Justyn admet qu’il n’a jamais skié aussi rapidement de sa vie. « Je n’avais jamais atteint ce niveau d’effort pour rejoindre quelqu’un aussi vite », a-t-il dit, évoquant son excursion sur les sentiers de ski, aidé d’autres skieurs qui libéraient le passage et se tenaient aux fourches du sentier pour le guider.
Un petit groupe de personnes se trouvait déjà sur place. « Je me suis présenté et j’ai dit : “ Bonjour. Je m’appelle Justyn, je suis étudiant en médecine. Comment puis-je vous aider? ” »

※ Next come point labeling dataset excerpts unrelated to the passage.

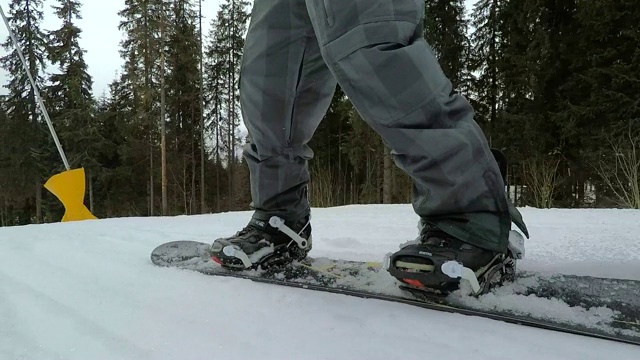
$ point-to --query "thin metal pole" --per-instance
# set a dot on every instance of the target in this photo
(35, 91)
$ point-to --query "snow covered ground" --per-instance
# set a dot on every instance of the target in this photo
(88, 290)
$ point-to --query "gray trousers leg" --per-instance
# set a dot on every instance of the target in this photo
(375, 50)
(285, 90)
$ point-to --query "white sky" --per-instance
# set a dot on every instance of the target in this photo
(101, 37)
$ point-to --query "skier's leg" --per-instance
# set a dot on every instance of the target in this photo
(285, 90)
(376, 50)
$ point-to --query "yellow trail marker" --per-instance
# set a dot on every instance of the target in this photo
(69, 188)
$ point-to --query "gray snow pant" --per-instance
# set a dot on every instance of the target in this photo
(295, 53)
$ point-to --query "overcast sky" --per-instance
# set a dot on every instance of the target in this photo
(100, 35)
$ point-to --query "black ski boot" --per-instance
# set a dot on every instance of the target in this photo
(436, 262)
(264, 244)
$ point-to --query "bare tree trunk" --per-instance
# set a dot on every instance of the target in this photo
(387, 179)
(203, 207)
(38, 202)
(163, 130)
(90, 192)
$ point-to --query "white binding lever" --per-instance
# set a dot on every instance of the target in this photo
(231, 251)
(455, 270)
(278, 223)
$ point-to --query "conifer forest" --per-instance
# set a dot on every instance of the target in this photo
(555, 85)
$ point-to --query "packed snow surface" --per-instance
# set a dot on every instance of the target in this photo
(87, 290)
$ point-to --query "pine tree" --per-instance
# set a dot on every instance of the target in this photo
(141, 52)
(486, 41)
(25, 17)
(224, 55)
(446, 31)
(183, 103)
(70, 99)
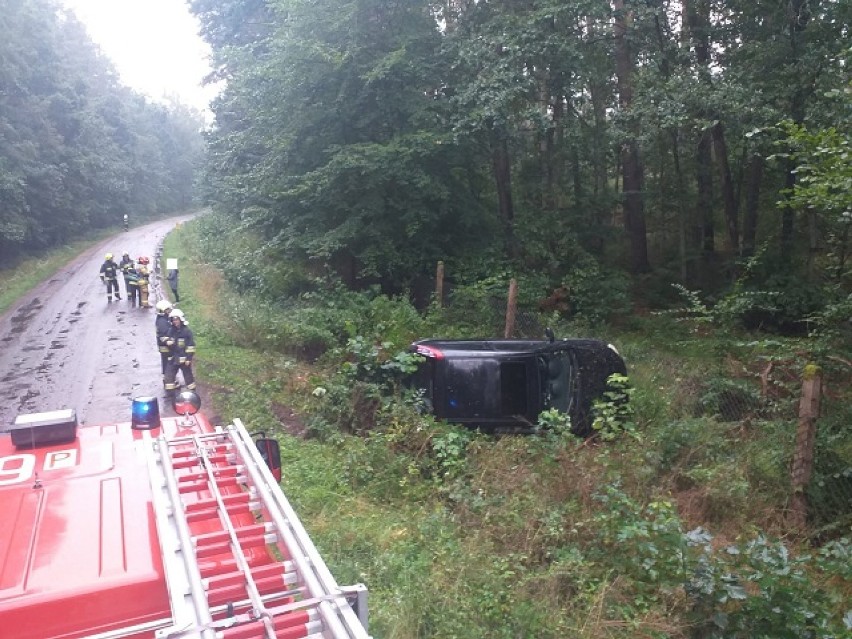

« Nous avons été témoins d’une intervention et d’une assistance incroyables », a déclaré Mathieu Lemay, chef des opérations de sécurité et de secours du parc de la Gatineau au moment de l’incident. « Sa présence était rassurante puisqu’elle constituait une référence en médecine d’urgence. »
Le Dr Christian Anthony Otto, un urgentologue d’Ottawa qui se trouvait, lui aussi, sur les lieux, a entrepris des manœuvres de réanimation cardio-respiratoire sur le patient inconscient. Justyn prenait la relève régulièrement. Depuis l’âge de 16 ans, il avait suivi plusieurs formations en secourisme : patrouilleur de ski, sauveteur en piscine et, plus récemment, formation en hôpital. Il se trouvait maintenant en situation de mettre en pratique ses compétences en essayant de sauver la vie d’un homme.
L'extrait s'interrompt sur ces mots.